Bit Gen | Uint32 | Uint64 | Uniform | Expon | Normal | Gamma |
---|---|---|---|---|---|---|
Romu(variant=”trio”) | 2.3 | 2.1 | 2.0 | 5.2 | 9.3 | 18.2 |
SFC64 | 2.3 | 2.5 | 2.4 | 5.1 | 9.6 | 18.7 |
Romu | 2.5 | 2.5 | 2.4 | 5.0 | 9.5 | 18.8 |
Xoshiro256 | 2.5 | 2.5 | 2.5 | 5.2 | 9.8 | 19.2 |
PCG64DXSM | 2.3 | 2.9 | 3.0 | 5.3 | 11.0 | 20.7 |
JSF | 2.4 | 3.0 | 3.0 | 5.8 | 10.2 | 20.0 |
EFIIX64 | 2.5 | 3.0 | 3.0 | 5.4 | 10.5 | 20.4 |
PCG64 | 2.3 | 3.1 | 3.1 | 5.9 | 11.3 | 21.4 |
Xoshiro512 | 2.7 | 3.5 | 3.3 | 5.8 | 10.3 | 20.3 |
SFMT | 2.9 | 3.3 | 3.1 | 6.3 | 11.0 | 20.9 |
LXM | 2.6 | 3.5 | 3.5 | 6.3 | 11.3 | 21.9 |
PCG64(variant=”dxsm-128”) | 2.8 | 3.4 | 3.5 | 6.1 | 12.5 | 23.1 |
DSFMT | 3.0 | 4.2 | 2.7 | 7.0 | 12.2 | 21.7 |
MT64 | 2.8 | 4.0 | 4.2 | 6.9 | 12.8 | 23.7 |
JSF32 | 3.0 | 4.3 | 4.3 | 6.9 | 11.2 | 22.9 |
Philox(n=2, w=64) | 3.2 | 4.7 | 5.1 | 8.1 | 14.7 | 27.4 |
Philox | 4.0 | 5.9 | 6.1 | 8.8 | 13.6 | 27.0 |
AESCounter | 4.4 | 6.0 | 5.7 | 9.1 | 14.4 | 27.4 |
MT19937 | 3.8 | 6.3 | 7.2 | 9.2 | 14.8 | 28.8 |
ThreeFry(n=2, w=64) | 4.1 | 6.5 | 6.9 | 9.5 | 15.7 | 30.6 |
NumPy | 3.0 | 4.6 | 5.8 | 14.4 | 20.1 | 39.8 |
HC128 | 4.1 | 7.2 | 7.2 | 10.5 | 16.6 | 31.5 |
Philox(n=4, w=32) | 4.2 | 7.6 | 8.7 | 10.8 | 16.5 | 32.6 |
SPECK128 | 5.4 | 8.1 | 9.7 | 11.4 | 17.0 | 33.4 |
ThreeFry | 5.9 | 9.1 | 9.3 | 12.0 | 16.7 | 34.9 |
ChaCha(rounds=8) | 6.7 | 10.4 | 10.3 | 13.2 | 18.1 | 36.4 |
ChaCha | 9.7 | 16.6 | 16.4 | 19.6 | 24.4 | 49.0 |
ThreeFry(n=4, w=32) | 9.0 | 16.8 | 17.5 | 20.7 | 24.3 | 54.1 |
RDRAND | 129.5 | 129.9 | 129.6 | 136.9 | 139.6 | 287.4 |
The next table presents the performance relative to NumPy’s RandomState
in percentage.
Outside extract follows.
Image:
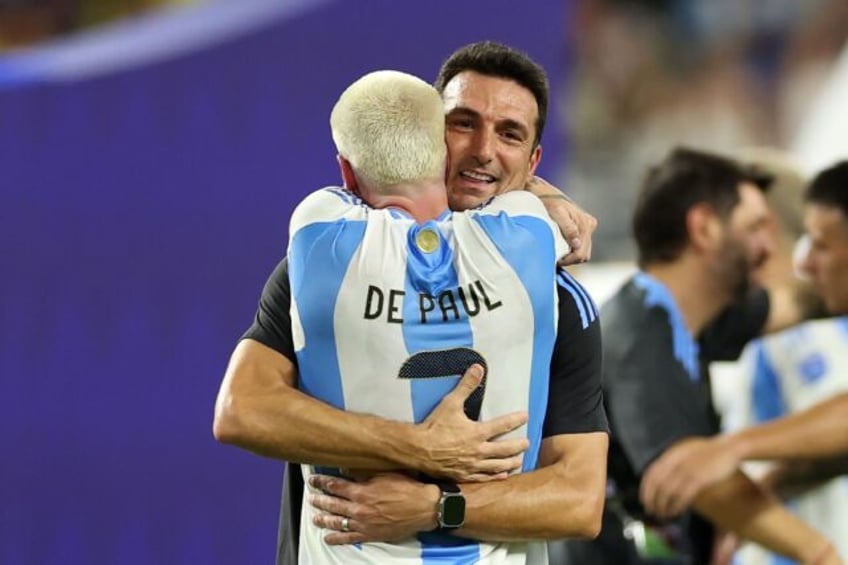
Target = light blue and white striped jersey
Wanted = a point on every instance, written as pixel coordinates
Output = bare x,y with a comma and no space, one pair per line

The overall performance is computed using a geometric mean.
Bit Gen | Uint32 | Uint64 | Uniform | Expon | Normal | Gamma | Overall |
---|---|---|---|---|---|---|---|
Romu(variant=”trio”) | 128 | 219 | 282 | 278 | 215 | 219 | 217 |
SFC64 | 129 | 189 | 244 | 283 | 210 | 213 | 205 |
Romu | 118 | 185 | 242 | 285 | 212 | 212 | 202 |
Xoshiro256 | 119 | 185 | 229 | 279 | 205 | 208 | 198 |
PCG64DXSM | 128 | 163 | 190 | 271 | 182 | 192 | 183 |
JSF | 126 | 155 | 193 | 250 | 197 | 199 | 182 |
EFIIX64 | 120 | 154 | 193 | 264 | 190 | 195 | 181 |
PCG64 | 128 | 149 | 184 | 246 | 178 | 186 | 175 |
Xoshiro512 | 111 | 131 | 176 | 249 | 195 | 196 | 170 |
SFMT | 104 | 143 | 185 | 228 | 183 | 190 | 167 |
LXM | 114 | 135 | 164 | 227 | 177 | 182 | 162 |
PCG64(variant=”dxsm-128”) | 105 | 138 | 165 | 234 | 160 | 172 | 158 |
DSFMT | 100 | 110 | 213 | 206 | 165 | 184 | 156 |
MT64 | 104 | 117 | 136 | 210 | 156 | 168 | 145 |
JSF32 | 99 | 108 | 134 | 208 | 178 | 174 | 145 |
Philox(n=2, w=64) | 91 | 98 | 114 | 177 | 136 | 145 | 124 |
Philox | 75 | 79 | 95 | 163 | 147 | 147 | 112 |
AESCounter | 67 | 77 | 102 | 158 | 139 | 145 | 109 |
MT19937 | 78 | 74 | 80 | 156 | 135 | 138 | 105 |
ThreeFry(n=2, w=64) | 72 | 71 | 84 | 152 | 128 | 130 | 101 |
HC128 | 72 | 64 | 80 | 136 | 121 | 126 | 96 |
Philox(n=4, w=32) | 71 | 61 | 66 | 134 | 122 | 122 | 91 |
SPECK128 | 55 | 57 | 59 | 127 | 118 | 119 | 83 |
ThreeFry | 51 | 51 | 62 | 120 | 120 | 114 | 80 |
ChaCha(rounds=8) | 45 | 45 | 56 | 109 | 111 | 109 | 73 |
ChaCha | 30 | 28 | 35 | 73 | 82 | 81 | 49 |
ThreeFry(n=4, w=32) | 33 | 28 | 33 | 69 | 82 | 73 | 48 |
RDRAND | 2 | 4 | 4 | 10 | 14 | 14 | 7 |
Note
All timings were taken using Linux on an Intel Cascade Lake (Family 6, Model 85, Stepping 7) running at 3.1GHz.